Mon regard s’arrête soudain sur le sac de la voisine improbable à la belle, accrochée à notre poteau collectif. La main fine aux doigts de fée de mon improvisée sujette s’y trouve, bien accrochée au portefeuille de cuir rouge qui semble alors brûlant. Sidéré par l’émotion préalable et ce sac à trois mains, j’en oublie la musique et le casque sur mes oreilles, invectivant en contre haute et fort volume: » Madame, êtes vous ensemble avec cette jeune fille? il me semble que sa main s’égare en votre sac! » Elle me regarde éberluée, mon regard passe du sien à celui de Narcisa, inspiration de prénom pour la jonquille égo-centrée qui excite maintenant un instinct de pouvoir mêlé de sentiments peu compatibles! Méchante voleuse et rare beauté fatale? Désirable princesse et détestable Furie!
Tandis que l’inconsciente voyageuse m’adresse en espagnol des mots dont le sens s’échappe, pour le moins à mon entendement, je m’interroge sur le rôle qui m’incombe ici.
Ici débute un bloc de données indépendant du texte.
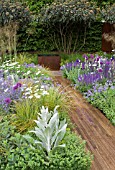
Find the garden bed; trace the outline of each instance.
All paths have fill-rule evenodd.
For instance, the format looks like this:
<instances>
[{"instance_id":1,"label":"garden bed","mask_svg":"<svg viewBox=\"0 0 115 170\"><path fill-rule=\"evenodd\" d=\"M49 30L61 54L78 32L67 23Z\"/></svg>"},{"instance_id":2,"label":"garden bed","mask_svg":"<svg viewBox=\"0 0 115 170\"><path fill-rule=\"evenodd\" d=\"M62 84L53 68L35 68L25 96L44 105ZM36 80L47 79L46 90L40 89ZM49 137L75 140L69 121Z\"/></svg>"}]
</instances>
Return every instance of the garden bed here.
<instances>
[{"instance_id":1,"label":"garden bed","mask_svg":"<svg viewBox=\"0 0 115 170\"><path fill-rule=\"evenodd\" d=\"M83 55L84 61L62 66L63 75L69 79L87 100L103 111L115 125L115 59L98 55Z\"/></svg>"},{"instance_id":2,"label":"garden bed","mask_svg":"<svg viewBox=\"0 0 115 170\"><path fill-rule=\"evenodd\" d=\"M92 156L67 116L68 93L48 70L6 61L0 84L1 170L90 169Z\"/></svg>"}]
</instances>

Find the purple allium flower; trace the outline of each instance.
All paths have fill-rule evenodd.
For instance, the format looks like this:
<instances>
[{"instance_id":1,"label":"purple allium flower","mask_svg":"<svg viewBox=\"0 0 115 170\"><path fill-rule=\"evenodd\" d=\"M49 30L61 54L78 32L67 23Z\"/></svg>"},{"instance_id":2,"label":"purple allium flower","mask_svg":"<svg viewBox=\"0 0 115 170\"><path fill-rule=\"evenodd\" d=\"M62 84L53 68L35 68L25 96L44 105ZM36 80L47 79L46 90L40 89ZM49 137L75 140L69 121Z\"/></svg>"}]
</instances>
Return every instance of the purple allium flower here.
<instances>
[{"instance_id":1,"label":"purple allium flower","mask_svg":"<svg viewBox=\"0 0 115 170\"><path fill-rule=\"evenodd\" d=\"M91 58L91 59L93 59L93 58L94 58L94 55L93 55L93 54L91 54L91 55L90 55L90 58Z\"/></svg>"},{"instance_id":2,"label":"purple allium flower","mask_svg":"<svg viewBox=\"0 0 115 170\"><path fill-rule=\"evenodd\" d=\"M111 64L111 61L107 60L106 65L110 65L110 64Z\"/></svg>"},{"instance_id":3,"label":"purple allium flower","mask_svg":"<svg viewBox=\"0 0 115 170\"><path fill-rule=\"evenodd\" d=\"M82 69L85 69L85 62L82 63Z\"/></svg>"},{"instance_id":4,"label":"purple allium flower","mask_svg":"<svg viewBox=\"0 0 115 170\"><path fill-rule=\"evenodd\" d=\"M5 101L6 104L10 104L11 103L11 99L10 98L6 98L4 101Z\"/></svg>"},{"instance_id":5,"label":"purple allium flower","mask_svg":"<svg viewBox=\"0 0 115 170\"><path fill-rule=\"evenodd\" d=\"M99 61L99 59L100 59L100 56L98 56L98 57L96 58L96 61Z\"/></svg>"},{"instance_id":6,"label":"purple allium flower","mask_svg":"<svg viewBox=\"0 0 115 170\"><path fill-rule=\"evenodd\" d=\"M99 68L99 69L98 69L98 72L99 72L99 73L102 73L102 72L103 72L103 69L102 69L102 68Z\"/></svg>"},{"instance_id":7,"label":"purple allium flower","mask_svg":"<svg viewBox=\"0 0 115 170\"><path fill-rule=\"evenodd\" d=\"M18 87L21 87L21 86L22 86L22 84L21 84L21 83L17 83L17 86L18 86Z\"/></svg>"},{"instance_id":8,"label":"purple allium flower","mask_svg":"<svg viewBox=\"0 0 115 170\"><path fill-rule=\"evenodd\" d=\"M18 89L18 87L21 87L21 86L22 86L22 84L21 84L21 83L17 83L17 84L13 87L13 90Z\"/></svg>"},{"instance_id":9,"label":"purple allium flower","mask_svg":"<svg viewBox=\"0 0 115 170\"><path fill-rule=\"evenodd\" d=\"M13 90L16 90L16 89L18 89L18 85L17 84L13 87Z\"/></svg>"}]
</instances>

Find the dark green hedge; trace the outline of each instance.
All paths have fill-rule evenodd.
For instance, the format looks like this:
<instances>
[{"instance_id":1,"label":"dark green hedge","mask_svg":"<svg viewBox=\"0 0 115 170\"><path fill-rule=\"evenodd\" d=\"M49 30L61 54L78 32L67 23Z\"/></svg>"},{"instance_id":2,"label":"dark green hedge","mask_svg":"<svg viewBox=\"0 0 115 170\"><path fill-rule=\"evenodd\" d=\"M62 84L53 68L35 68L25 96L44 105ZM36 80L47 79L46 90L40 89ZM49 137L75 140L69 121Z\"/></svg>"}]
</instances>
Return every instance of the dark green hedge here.
<instances>
[{"instance_id":1,"label":"dark green hedge","mask_svg":"<svg viewBox=\"0 0 115 170\"><path fill-rule=\"evenodd\" d=\"M37 15L41 7L53 0L25 0L34 15ZM101 23L93 23L87 29L86 44L80 51L95 52L101 50ZM39 23L34 20L28 29L20 29L18 32L18 51L55 51L56 47L49 36L52 30L43 29ZM83 35L79 40L78 48L82 46Z\"/></svg>"}]
</instances>

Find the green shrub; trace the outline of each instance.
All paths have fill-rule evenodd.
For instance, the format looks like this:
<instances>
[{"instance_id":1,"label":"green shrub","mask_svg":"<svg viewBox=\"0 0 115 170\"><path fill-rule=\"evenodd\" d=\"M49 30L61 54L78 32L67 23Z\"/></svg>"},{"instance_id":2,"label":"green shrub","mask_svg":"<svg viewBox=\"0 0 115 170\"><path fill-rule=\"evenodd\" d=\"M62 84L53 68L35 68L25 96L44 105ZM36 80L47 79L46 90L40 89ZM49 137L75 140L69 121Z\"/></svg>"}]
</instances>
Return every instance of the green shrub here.
<instances>
[{"instance_id":1,"label":"green shrub","mask_svg":"<svg viewBox=\"0 0 115 170\"><path fill-rule=\"evenodd\" d=\"M40 11L39 22L45 29L51 28L51 38L59 51L70 53L76 51L78 36L96 20L96 7L87 0L54 1ZM73 34L74 33L74 34Z\"/></svg>"},{"instance_id":2,"label":"green shrub","mask_svg":"<svg viewBox=\"0 0 115 170\"><path fill-rule=\"evenodd\" d=\"M30 22L30 12L20 2L1 0L0 13L0 26L5 26L12 22L25 26Z\"/></svg>"}]
</instances>

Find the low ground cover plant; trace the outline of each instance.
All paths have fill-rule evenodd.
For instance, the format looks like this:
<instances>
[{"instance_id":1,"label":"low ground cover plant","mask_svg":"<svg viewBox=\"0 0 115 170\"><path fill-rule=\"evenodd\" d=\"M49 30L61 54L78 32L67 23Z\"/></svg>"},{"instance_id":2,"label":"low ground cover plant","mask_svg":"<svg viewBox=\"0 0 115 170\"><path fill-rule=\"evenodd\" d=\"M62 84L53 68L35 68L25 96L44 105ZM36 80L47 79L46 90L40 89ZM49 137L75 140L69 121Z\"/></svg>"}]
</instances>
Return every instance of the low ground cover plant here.
<instances>
[{"instance_id":1,"label":"low ground cover plant","mask_svg":"<svg viewBox=\"0 0 115 170\"><path fill-rule=\"evenodd\" d=\"M115 125L115 58L96 54L84 54L83 58L63 65L63 75Z\"/></svg>"},{"instance_id":2,"label":"low ground cover plant","mask_svg":"<svg viewBox=\"0 0 115 170\"><path fill-rule=\"evenodd\" d=\"M25 135L17 133L7 118L2 119L0 169L89 170L92 156L85 151L85 142L66 129L65 120L60 122L57 116L56 108L49 112L42 107L35 120L37 127Z\"/></svg>"},{"instance_id":3,"label":"low ground cover plant","mask_svg":"<svg viewBox=\"0 0 115 170\"><path fill-rule=\"evenodd\" d=\"M1 170L90 169L85 142L70 131L70 94L49 71L7 61L0 66L0 83Z\"/></svg>"}]
</instances>

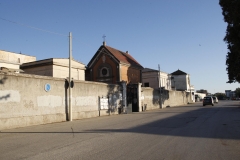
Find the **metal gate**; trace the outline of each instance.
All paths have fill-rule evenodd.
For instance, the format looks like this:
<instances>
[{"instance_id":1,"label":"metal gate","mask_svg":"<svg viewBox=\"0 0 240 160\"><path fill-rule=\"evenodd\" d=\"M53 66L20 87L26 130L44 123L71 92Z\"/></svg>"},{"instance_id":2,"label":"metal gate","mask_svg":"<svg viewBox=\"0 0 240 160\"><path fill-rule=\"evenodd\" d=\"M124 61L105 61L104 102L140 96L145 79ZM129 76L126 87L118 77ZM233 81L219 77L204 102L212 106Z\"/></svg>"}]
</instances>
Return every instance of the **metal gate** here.
<instances>
[{"instance_id":1,"label":"metal gate","mask_svg":"<svg viewBox=\"0 0 240 160\"><path fill-rule=\"evenodd\" d=\"M127 105L132 104L132 112L139 112L138 103L138 84L128 84Z\"/></svg>"}]
</instances>

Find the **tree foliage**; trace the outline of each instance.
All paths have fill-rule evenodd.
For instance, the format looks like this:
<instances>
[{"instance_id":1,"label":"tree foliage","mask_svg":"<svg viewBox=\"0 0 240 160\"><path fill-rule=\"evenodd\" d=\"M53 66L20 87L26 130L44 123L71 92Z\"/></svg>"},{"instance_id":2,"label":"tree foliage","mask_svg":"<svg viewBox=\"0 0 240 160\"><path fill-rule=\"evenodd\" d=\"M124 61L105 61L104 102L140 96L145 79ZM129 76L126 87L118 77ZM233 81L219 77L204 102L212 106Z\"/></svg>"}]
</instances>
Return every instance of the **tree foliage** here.
<instances>
[{"instance_id":1,"label":"tree foliage","mask_svg":"<svg viewBox=\"0 0 240 160\"><path fill-rule=\"evenodd\" d=\"M240 0L219 0L228 24L224 41L228 44L226 65L228 83L240 82Z\"/></svg>"},{"instance_id":2,"label":"tree foliage","mask_svg":"<svg viewBox=\"0 0 240 160\"><path fill-rule=\"evenodd\" d=\"M219 100L226 99L227 97L225 93L215 93L214 95L217 96Z\"/></svg>"},{"instance_id":3,"label":"tree foliage","mask_svg":"<svg viewBox=\"0 0 240 160\"><path fill-rule=\"evenodd\" d=\"M240 97L240 88L236 88L235 94L237 97Z\"/></svg>"}]
</instances>

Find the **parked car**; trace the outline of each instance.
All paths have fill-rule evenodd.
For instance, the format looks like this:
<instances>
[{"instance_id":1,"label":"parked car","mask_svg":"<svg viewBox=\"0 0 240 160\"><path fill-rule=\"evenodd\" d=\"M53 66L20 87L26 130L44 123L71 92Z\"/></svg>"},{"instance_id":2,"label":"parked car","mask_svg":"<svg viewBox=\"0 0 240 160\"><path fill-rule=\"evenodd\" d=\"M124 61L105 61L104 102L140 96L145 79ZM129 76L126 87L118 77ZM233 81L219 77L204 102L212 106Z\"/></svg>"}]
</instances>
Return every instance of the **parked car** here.
<instances>
[{"instance_id":1,"label":"parked car","mask_svg":"<svg viewBox=\"0 0 240 160\"><path fill-rule=\"evenodd\" d=\"M203 98L203 106L205 105L212 105L214 106L214 101L213 98L211 96L207 96Z\"/></svg>"},{"instance_id":2,"label":"parked car","mask_svg":"<svg viewBox=\"0 0 240 160\"><path fill-rule=\"evenodd\" d=\"M218 98L216 96L212 96L212 97L213 97L213 102L218 103Z\"/></svg>"}]
</instances>

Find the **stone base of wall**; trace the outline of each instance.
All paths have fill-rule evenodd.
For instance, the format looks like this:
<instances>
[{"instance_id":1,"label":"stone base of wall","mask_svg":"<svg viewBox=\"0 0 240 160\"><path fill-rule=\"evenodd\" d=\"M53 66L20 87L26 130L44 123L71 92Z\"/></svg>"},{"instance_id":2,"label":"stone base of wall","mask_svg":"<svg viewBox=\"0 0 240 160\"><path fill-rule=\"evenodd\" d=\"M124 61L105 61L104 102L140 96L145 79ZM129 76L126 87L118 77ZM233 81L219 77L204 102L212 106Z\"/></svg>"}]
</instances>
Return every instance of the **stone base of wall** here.
<instances>
[{"instance_id":1,"label":"stone base of wall","mask_svg":"<svg viewBox=\"0 0 240 160\"><path fill-rule=\"evenodd\" d=\"M0 130L66 121L65 114L35 115L0 119Z\"/></svg>"}]
</instances>

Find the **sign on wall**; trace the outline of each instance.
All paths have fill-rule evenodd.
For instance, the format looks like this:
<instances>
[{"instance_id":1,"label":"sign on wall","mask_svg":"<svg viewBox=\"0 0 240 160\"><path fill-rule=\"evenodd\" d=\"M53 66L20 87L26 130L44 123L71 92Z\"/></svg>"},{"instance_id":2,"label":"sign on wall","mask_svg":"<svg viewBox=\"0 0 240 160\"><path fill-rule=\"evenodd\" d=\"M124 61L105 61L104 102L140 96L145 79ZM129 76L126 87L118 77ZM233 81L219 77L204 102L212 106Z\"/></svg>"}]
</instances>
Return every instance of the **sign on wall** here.
<instances>
[{"instance_id":1,"label":"sign on wall","mask_svg":"<svg viewBox=\"0 0 240 160\"><path fill-rule=\"evenodd\" d=\"M100 98L100 109L108 109L108 98Z\"/></svg>"},{"instance_id":2,"label":"sign on wall","mask_svg":"<svg viewBox=\"0 0 240 160\"><path fill-rule=\"evenodd\" d=\"M49 83L46 83L44 89L46 92L49 92L51 90L51 85Z\"/></svg>"}]
</instances>

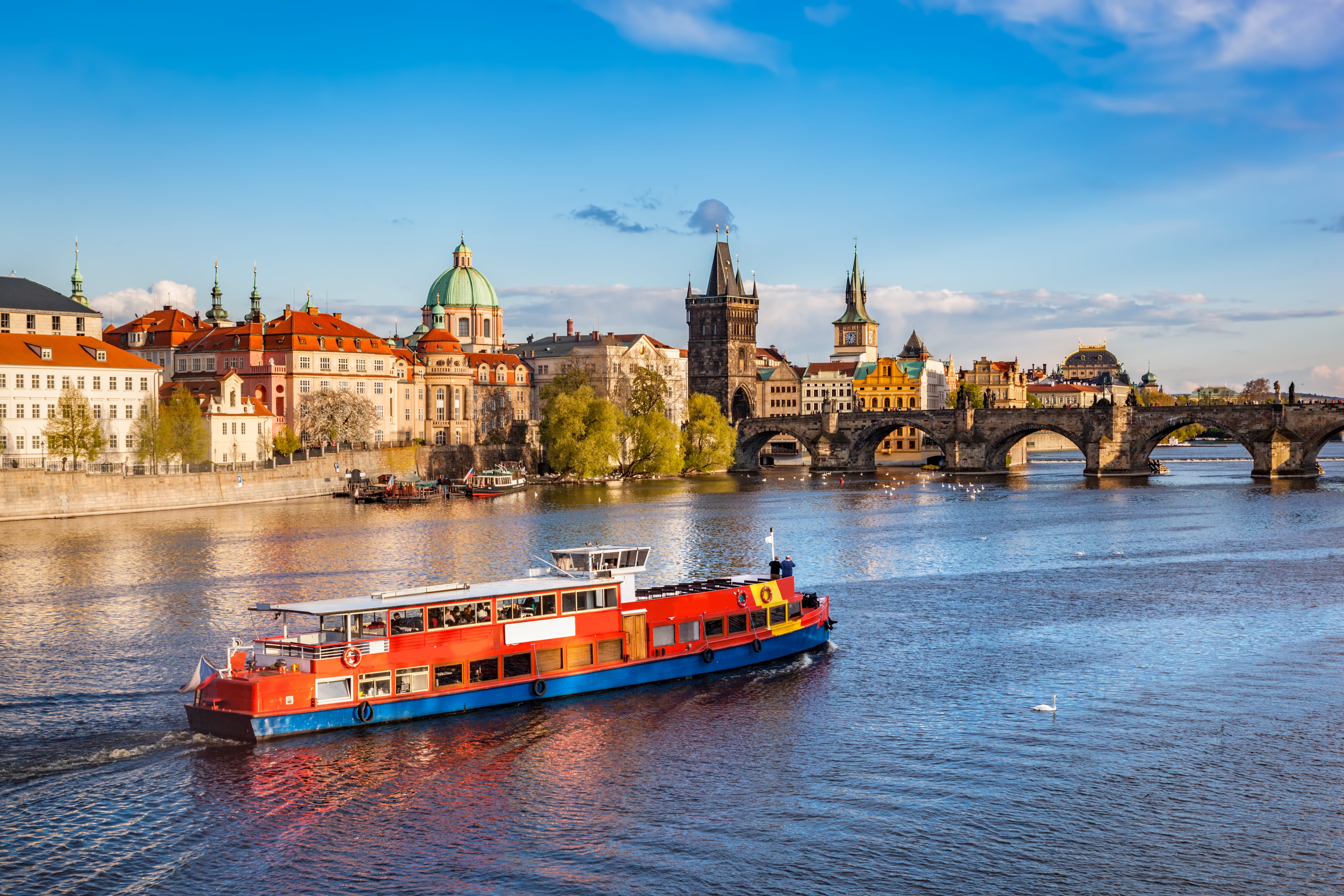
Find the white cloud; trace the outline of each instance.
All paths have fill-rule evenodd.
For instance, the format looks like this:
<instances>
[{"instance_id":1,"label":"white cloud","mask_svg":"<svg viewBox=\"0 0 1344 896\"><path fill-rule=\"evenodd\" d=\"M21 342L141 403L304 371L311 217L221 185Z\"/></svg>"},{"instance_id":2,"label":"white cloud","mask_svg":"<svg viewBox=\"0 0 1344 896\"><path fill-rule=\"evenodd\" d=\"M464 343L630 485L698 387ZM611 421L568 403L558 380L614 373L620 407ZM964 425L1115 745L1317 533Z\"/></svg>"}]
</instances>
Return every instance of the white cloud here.
<instances>
[{"instance_id":1,"label":"white cloud","mask_svg":"<svg viewBox=\"0 0 1344 896\"><path fill-rule=\"evenodd\" d=\"M1052 40L1091 32L1129 50L1192 51L1192 67L1310 69L1344 46L1344 0L925 0L1030 26ZM1067 34L1071 32L1071 34Z\"/></svg>"},{"instance_id":2,"label":"white cloud","mask_svg":"<svg viewBox=\"0 0 1344 896\"><path fill-rule=\"evenodd\" d=\"M184 312L196 310L196 287L175 283L171 279L156 281L149 289L132 286L105 293L89 302L90 308L102 312L103 324L125 324L164 305L172 305Z\"/></svg>"},{"instance_id":3,"label":"white cloud","mask_svg":"<svg viewBox=\"0 0 1344 896\"><path fill-rule=\"evenodd\" d=\"M789 47L766 34L746 31L715 16L730 0L575 0L610 21L633 44L724 62L789 69Z\"/></svg>"},{"instance_id":4,"label":"white cloud","mask_svg":"<svg viewBox=\"0 0 1344 896\"><path fill-rule=\"evenodd\" d=\"M808 21L816 21L818 26L829 28L849 15L849 7L841 7L836 0L829 0L824 7L802 7L802 15L808 17Z\"/></svg>"}]
</instances>

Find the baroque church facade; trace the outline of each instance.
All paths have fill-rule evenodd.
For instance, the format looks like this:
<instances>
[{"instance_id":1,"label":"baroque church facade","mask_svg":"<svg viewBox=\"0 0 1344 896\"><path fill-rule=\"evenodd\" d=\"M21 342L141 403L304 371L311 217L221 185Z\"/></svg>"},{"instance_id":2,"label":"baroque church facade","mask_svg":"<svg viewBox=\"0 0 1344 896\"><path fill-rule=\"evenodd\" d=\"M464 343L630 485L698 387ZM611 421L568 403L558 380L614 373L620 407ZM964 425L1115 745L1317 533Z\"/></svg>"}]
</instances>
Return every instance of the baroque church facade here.
<instances>
[{"instance_id":1,"label":"baroque church facade","mask_svg":"<svg viewBox=\"0 0 1344 896\"><path fill-rule=\"evenodd\" d=\"M685 285L687 386L689 392L704 392L734 423L758 416L757 407L757 324L761 300L755 283L747 294L742 269L734 269L724 240L715 236L710 281L704 293Z\"/></svg>"}]
</instances>

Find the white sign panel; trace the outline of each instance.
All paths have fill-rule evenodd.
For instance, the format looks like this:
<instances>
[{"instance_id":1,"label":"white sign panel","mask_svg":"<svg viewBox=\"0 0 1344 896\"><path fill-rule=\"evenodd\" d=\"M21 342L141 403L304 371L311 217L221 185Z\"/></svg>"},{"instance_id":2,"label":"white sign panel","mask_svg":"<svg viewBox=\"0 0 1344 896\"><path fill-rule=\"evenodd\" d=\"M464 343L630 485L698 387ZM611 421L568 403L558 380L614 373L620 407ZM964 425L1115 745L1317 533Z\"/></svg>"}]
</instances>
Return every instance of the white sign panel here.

Narcisa quand à elle, me regarde et bafouille des mots dans un langage imprécis qui se veut étranger, écarquillant ses yeux rares. Magnifique, ingénue impertinente, telle Proserpine séduisant Pluton elle m’envoute d’un sourire, puis sa main sur mon bras et son sein sur ma main, me transporte en un lieu où la gaule n’est pas vaincue mais où le sang afflue.
Son corps s’est approché du mien comme le voilier bien barré vient mourir à quai, attendant d’y être amarré. Je ne sais plus où j’en suis. S’est-il passé ce que je pense avoir vu, c’est confirmé! La main après s’être retiré sous la besace en bandoulière de la belle, est revenue dans le sac de l’insensible ibère, et je semble toujours le seul à y voir à redire. C’est le moment que choisi la seconde intrigante pour m’interpeler. Et c’est alors que je comprends ne pas avoir affaire à une aventure comique. J’ai douté jusqu’alors d’une possible blague entre amies en goguette, mais cette fois je suis pris à partie par une femme plus mure, disons 25 ans, et dont le profil de voleuse à la tire est beaucoup plus crédible. Je n’ai plus pour principe de juger au premier regard, le délit de faciès fait injure à l’humain, mais les origines roumaines de la binôme ne font aucun doute. La réputation de spécialiste de l’arnaque à la tire allant de pair avec ma paire de coquines, je ne me laisserai pas troubler par la demande d’aide pour débloquer un sac pris dans la porte. Elle m’effleure le bras et la jambe mais je lui fais mine de ne pas m’approcher. J’ouvre alors la porte, puis me retire dans l’angle opposé du carré, en faisant comprendre aux actrices que je me désintéresse, du moins pour l’instant, de leur œuvres.
Le train s’arrête à la station Cité (ou Saint-Michel) et je descends à la suite des deux espiègles qui grimpent aussitôt deux à deux les marches de l’escalier enroulé autour d’un ascenseur aux allures de monte-charge. Au demi-pallier elles redescendent sur le quai opposé, et Narcisa jette un œil en l’air vers moi; elle semble ne pas me reconnaitre ou le feint bien, je continue ma filature sans discrétion pour lui dire un dernier mot.
« Tu ne devrai pas faire cela, tu va finir en prison, c’est dommage, tu es bien trop belle pour ce triste destin. » lui dis-je à la fois bienveillant et comme dans une sentence.
» Oh! Ça va maintenant » me répond elle avec un air bien moins séduisant qu’au préalable. Ce fut tout de même un beau voyage, mais un peu court, j’ai du penser un moment la punir d’une caresse, et j’ai tout juste été l’objet d’un vent!
hé !!! quel talent de narrateur, Olivier ….
oh bien sûr, je n’ai pas pris la peine de lire tes oeuvres complètes, juste cette charmante nouvelle. Mais celà suffit à me donner l’envie d’ y revenir: un peu comme un bon single malt de12-15 ans, pour un moment d’égarement !!!
J’aimeJ’aime
Cher François,
C’est étonnant comme ce texte a du succès auprès des jeunes quinqua bien verts!
Directement inspiré d’un épisode réel, juste un peu romancé, et écrit dans un parc tout de suite après être sorti du métro…j’en bande encore!